Even if you haven’t hit this bug yet, go ahead and make sure you’re on a recent version of Bundler right now. Once you’ve done that run:
$ bundle install
If you’ve already got a Ruby version in your
Gemfile.lock you’ll need to run
$ bundle update --ruby
This will insert the same version of Ruby you are using locally into your
If you get the exception locally
Your Ruby version is <X>, but your Gemfile specified <Y> it means you either need to update your Gemfile to point at your version of Ruby, or update your locally installed version of Ruby to match your Gemfile.
Once you’ve got everything working, make sure you commit it to git
$ git add Gemfile.lock $ git commit -m "Fix Ruby version"
Now you’re ready to
git push heroku master and things should work.
When Things Go Wrong
When these type of unexpected problems creep up on customers we try to do as much as we can to make the process easier. After seeing a few tickets come in, the information was shared internally with our support department (they’re great by the way). Recently I added documentation to the devcenter to document this explicit problem. I’ve also added some checks in the buildpack to give users a warning that points them to the docs. This is the best case scenario where not only can we document the problem, and the fix, but also add docs directly to the buildpack so you get it when you need it.

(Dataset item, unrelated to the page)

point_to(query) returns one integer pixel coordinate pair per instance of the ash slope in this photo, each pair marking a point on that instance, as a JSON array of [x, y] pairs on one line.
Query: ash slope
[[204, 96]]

I also wanted to blog about it to help people wrap their minds around the fact that the
Gemfile is no longer the canonical source of the exact Ruby version, but instead the
Gemfile.lock is. While the
Gemfile holds the Ruby version specifier that declares a range of ruby versions that are valid with your app, the
Gemfile.lock holds the canonical Ruby version of your app.
As Ruby developers we have one of the best (if not the best) dependency managers in bundler. I’m excited for more people to start using version specifiers if the need arises for their app and I’m excited to support this feature on Heroku.